Psychometric qualities that may be examined in the evaluation of an instrument may include acceptability, validity, reliability (including internal consistency and test-retest reliability), and responsiveness. When questionnaire responsiveness (the ability of a scale to detect significant change over time, assessed by comparing scores before and after an intervention of known efficacy) was examined on the basis of various methods, including t tests, effect sizes, standardized response means, or responsiveness statistics, the information available was scarce.

The FACT-B and the QLQ-BR23 were designed for use in patients with breast cancer with a range of disease stages and undergoing different treatments. The EORTC QLQ-BR23 and the FACT-B are well developed instruments that have been extensively tested among patients with breast cancer. The FACT-B is shorter than the QLQ-BR23 and covers fewer symptoms and treatment-related side effects. This review has identified additional translations of the measures, providing further evidence of their validity. Internal consistency estimates of reliability were adequate for research purposes, although the internal consistency estimates were somewhat lower for the cognitive and breast symptoms scales. Further psychometric testing of the Breast Cancer–Specific Quality of Life Questionnaire-45 item (QLQ-BR45) may provide improved results. A recent publication [41] provides more detailed updates on the development of the QLQ-BR45. The QLQ-BR23 was one of the first disease-specific questionnaires developed in 1996 to assess QoL in patients with breast cancer. Given the effects of newer therapeutic options available since then, the developers believed it was evident that the original 23-item QLQ-BR23 may not be able to cover many important QoL issues and potential side effects of newer treatments. Therefore, the EORTC Quality of Life Group decided to update this module, eventually creating the QLQ-BR45. The development of the QLQ-BR45 involved a systematic literature review to identify relevant QOL issues for patients, interviews with patients and providers, and pretesting of a preliminary module in an international phase 3 study. Results of the literature review and discussions with patients and providers indicated that the original QLQ-BR23 inadequately covered concepts currently relevant to patients with breast cancer. Thus, new items were developed (added to the existing QLQ-BR23) and pretested in a multinational study, resulting in the QLQ-BR45, which is currently undergoing further psychometric testing.

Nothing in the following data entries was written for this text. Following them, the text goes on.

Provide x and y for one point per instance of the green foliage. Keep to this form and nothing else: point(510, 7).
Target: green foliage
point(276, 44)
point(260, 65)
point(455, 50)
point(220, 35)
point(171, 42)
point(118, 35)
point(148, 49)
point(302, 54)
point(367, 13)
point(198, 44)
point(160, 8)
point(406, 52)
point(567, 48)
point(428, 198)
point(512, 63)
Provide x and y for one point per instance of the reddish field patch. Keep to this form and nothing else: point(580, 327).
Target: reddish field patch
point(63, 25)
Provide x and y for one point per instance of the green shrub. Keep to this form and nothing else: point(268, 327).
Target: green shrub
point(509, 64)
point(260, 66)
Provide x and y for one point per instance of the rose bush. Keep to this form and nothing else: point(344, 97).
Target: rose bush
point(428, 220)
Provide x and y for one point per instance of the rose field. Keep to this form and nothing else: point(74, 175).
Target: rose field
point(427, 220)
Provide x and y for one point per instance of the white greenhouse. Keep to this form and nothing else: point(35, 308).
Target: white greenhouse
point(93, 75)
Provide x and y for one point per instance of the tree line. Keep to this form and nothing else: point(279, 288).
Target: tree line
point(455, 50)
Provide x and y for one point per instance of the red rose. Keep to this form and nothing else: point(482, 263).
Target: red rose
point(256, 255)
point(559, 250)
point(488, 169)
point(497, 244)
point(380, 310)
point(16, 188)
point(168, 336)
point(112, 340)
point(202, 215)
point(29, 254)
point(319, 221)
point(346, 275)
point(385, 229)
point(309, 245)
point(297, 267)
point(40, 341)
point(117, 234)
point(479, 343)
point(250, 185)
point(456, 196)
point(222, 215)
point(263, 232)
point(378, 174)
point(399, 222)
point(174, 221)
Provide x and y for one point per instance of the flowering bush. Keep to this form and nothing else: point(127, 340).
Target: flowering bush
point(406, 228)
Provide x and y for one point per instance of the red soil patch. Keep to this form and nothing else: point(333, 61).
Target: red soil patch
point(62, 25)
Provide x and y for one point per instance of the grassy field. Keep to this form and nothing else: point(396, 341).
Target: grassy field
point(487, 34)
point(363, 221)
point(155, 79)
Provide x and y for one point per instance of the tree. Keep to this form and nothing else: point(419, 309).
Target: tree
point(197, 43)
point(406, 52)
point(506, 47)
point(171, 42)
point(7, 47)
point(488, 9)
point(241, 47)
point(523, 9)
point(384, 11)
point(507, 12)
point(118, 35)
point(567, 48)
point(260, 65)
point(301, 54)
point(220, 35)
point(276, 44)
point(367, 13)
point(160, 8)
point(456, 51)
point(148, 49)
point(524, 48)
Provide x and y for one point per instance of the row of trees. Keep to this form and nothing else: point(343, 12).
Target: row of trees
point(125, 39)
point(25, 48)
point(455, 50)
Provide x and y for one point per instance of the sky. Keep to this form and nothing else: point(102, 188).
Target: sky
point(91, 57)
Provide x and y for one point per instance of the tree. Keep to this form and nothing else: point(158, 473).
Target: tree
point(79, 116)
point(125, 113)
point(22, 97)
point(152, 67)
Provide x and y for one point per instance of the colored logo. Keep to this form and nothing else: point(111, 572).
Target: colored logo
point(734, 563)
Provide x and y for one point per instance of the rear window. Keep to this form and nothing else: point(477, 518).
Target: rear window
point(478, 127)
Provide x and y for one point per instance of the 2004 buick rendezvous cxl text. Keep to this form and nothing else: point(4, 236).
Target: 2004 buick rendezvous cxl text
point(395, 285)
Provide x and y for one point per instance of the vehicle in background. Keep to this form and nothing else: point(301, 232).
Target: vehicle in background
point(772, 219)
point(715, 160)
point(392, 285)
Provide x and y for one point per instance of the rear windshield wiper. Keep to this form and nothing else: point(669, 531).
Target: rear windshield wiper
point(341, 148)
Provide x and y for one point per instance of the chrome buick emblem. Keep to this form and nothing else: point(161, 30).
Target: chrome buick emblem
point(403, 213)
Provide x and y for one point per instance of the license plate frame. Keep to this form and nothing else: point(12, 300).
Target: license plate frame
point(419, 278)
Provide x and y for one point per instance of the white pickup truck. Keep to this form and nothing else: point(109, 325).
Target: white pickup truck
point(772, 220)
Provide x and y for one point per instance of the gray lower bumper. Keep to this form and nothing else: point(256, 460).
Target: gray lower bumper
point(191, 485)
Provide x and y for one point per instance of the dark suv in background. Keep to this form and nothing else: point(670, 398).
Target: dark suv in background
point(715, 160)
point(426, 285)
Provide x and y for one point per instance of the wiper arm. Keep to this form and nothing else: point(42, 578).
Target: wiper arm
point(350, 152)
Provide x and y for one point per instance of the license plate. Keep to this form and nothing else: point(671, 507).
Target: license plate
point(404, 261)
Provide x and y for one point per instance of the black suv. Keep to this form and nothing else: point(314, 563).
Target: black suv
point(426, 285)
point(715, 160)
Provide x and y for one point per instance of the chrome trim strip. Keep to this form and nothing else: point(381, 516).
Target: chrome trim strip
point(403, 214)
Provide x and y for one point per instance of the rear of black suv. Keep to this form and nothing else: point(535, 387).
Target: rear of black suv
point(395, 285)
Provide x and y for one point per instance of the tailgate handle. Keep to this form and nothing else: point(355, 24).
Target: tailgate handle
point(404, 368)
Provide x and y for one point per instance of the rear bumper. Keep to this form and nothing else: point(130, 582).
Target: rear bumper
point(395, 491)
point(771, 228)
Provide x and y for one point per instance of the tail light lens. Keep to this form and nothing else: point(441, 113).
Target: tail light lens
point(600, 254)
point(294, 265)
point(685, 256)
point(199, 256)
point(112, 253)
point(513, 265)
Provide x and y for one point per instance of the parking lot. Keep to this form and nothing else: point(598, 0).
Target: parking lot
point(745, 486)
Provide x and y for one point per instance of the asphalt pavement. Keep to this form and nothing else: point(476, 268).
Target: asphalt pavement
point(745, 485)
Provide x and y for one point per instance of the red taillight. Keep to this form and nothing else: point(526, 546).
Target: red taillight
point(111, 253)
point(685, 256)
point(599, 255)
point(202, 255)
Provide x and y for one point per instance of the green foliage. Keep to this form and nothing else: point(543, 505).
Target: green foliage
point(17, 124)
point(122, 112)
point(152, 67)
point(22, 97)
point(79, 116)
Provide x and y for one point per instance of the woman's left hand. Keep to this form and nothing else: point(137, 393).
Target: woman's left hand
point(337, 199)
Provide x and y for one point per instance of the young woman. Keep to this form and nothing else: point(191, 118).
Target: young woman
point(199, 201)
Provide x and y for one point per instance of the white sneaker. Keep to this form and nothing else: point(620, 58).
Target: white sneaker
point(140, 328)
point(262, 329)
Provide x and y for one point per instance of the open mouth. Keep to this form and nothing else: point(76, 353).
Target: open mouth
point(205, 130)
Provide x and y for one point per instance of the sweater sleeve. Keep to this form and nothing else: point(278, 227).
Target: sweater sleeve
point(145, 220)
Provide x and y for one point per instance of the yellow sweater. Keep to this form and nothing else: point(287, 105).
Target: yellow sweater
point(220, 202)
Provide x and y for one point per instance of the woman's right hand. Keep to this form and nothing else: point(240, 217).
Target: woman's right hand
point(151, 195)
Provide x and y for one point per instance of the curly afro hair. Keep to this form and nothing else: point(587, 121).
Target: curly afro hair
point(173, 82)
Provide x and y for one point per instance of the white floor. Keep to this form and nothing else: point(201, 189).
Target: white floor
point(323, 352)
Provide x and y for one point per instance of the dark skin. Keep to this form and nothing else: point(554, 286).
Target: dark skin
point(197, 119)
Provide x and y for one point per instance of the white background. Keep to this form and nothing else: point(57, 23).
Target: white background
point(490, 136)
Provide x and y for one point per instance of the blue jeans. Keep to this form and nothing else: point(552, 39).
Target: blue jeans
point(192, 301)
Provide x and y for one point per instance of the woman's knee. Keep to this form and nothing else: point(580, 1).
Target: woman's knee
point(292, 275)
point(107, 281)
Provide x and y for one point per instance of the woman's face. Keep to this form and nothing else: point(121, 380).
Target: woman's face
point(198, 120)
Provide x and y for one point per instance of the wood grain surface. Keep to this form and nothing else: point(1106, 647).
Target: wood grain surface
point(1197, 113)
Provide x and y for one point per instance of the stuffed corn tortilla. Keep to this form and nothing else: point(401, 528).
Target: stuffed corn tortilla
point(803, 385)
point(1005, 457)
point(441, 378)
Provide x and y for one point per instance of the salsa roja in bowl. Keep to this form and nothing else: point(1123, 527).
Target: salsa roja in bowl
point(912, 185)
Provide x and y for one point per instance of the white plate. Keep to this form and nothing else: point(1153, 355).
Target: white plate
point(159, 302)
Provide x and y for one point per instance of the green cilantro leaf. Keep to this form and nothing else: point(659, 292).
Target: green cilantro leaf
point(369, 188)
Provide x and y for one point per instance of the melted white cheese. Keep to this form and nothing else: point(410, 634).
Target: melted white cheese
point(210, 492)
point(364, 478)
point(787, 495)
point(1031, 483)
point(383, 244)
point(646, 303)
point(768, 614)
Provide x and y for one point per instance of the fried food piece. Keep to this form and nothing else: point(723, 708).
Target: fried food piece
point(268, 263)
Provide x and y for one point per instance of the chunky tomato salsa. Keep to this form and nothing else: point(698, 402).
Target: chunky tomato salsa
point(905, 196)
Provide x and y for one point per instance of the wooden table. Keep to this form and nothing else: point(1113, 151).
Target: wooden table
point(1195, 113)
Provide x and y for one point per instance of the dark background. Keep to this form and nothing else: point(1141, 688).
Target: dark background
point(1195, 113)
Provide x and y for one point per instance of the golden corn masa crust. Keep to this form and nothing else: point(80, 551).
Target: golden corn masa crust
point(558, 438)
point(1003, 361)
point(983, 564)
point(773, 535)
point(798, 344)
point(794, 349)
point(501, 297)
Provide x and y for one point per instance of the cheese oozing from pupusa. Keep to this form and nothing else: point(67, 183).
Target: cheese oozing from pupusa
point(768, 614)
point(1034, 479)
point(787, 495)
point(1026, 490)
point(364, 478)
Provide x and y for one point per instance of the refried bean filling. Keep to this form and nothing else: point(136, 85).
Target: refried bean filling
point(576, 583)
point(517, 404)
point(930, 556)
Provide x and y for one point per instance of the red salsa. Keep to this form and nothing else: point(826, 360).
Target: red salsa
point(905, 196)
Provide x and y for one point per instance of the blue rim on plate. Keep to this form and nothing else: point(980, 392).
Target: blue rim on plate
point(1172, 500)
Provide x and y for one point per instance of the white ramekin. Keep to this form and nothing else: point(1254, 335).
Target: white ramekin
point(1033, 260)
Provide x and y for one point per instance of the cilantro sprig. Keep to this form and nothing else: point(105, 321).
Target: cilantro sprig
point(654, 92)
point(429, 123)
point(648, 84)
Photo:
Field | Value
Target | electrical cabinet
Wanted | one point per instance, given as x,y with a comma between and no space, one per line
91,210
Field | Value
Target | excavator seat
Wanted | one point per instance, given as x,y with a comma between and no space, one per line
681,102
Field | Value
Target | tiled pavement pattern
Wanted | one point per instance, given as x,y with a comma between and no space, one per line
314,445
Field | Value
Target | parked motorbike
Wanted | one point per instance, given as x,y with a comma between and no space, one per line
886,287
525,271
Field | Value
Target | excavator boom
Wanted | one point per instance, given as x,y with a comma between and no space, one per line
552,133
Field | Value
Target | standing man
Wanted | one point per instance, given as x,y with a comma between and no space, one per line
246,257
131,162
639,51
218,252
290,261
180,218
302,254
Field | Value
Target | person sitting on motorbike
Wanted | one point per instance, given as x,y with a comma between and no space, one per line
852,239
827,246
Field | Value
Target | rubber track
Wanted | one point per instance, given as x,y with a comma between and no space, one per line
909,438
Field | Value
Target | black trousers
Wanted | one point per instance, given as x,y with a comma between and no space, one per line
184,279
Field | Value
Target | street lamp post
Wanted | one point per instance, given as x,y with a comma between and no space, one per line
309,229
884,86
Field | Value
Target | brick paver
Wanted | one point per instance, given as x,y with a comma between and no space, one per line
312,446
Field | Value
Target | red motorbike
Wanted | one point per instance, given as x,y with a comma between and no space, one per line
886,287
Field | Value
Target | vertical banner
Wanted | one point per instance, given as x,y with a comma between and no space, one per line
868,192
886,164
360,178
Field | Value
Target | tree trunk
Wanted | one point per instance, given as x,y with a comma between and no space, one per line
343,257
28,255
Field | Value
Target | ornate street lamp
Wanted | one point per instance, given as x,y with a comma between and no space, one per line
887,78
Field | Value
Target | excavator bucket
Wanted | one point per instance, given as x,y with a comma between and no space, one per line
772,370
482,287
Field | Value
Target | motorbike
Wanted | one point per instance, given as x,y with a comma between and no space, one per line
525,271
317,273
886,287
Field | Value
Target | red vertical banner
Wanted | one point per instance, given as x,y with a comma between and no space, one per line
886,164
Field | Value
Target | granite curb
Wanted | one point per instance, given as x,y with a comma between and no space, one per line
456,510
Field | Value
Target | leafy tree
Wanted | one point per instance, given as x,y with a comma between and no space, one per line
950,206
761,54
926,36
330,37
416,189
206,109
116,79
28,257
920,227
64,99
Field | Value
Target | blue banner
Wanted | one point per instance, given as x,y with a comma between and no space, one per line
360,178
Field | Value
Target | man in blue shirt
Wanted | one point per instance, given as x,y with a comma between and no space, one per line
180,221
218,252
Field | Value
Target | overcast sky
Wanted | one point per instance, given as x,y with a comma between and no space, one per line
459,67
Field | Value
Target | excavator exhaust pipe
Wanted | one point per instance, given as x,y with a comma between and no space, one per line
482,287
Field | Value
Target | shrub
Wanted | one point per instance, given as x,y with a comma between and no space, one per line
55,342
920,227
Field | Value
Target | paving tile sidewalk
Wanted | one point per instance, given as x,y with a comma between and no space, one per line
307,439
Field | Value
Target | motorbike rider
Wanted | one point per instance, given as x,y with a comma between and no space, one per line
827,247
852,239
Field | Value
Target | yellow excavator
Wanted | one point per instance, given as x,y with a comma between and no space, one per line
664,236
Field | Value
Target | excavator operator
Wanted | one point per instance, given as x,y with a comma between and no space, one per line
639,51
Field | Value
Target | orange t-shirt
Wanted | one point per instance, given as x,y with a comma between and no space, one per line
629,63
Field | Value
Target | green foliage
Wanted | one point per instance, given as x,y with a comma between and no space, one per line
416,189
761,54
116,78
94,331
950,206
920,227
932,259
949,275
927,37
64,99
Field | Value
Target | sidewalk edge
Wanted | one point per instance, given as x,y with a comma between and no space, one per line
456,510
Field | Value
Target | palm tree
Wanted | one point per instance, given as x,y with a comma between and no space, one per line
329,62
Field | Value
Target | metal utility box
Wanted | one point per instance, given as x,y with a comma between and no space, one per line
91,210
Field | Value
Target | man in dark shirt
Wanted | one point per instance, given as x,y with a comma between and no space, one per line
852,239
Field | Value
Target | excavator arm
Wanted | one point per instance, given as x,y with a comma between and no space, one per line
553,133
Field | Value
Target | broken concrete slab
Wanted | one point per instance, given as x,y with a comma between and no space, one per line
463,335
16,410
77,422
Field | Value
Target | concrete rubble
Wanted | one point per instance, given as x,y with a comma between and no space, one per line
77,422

Much of the additional psychometric data for the EORTC QLQ-C30, QLQ-BR23, and FACT-B are from new translations, further confirming the acceptability of these measures. Reliability of tablet or ePRO versions of the measures were also confirmed. New instruments were developed de novo in order to be considered more culturally relevant to patients in Asian countries. While these measures have demonstrated adequate internal consistency, test-retest and responsiveness data are lacking.

Conclusions

Even though, historically there have been limited options for validated measures to assess HRQoL in breast cancer patients, a number of new options for assessing HRQoL in breast cancer population have been developed and validated in recent years. This review supports the reliability and validity of the EORTC QLQ-C30 and FACT-B; new translations and electronic versions of these measures further support their use for this population. Researchers should ensure that their selected PROMs are suitable for their target patient population, anticipated line of therapy, and the expected side effects of the therapies involved.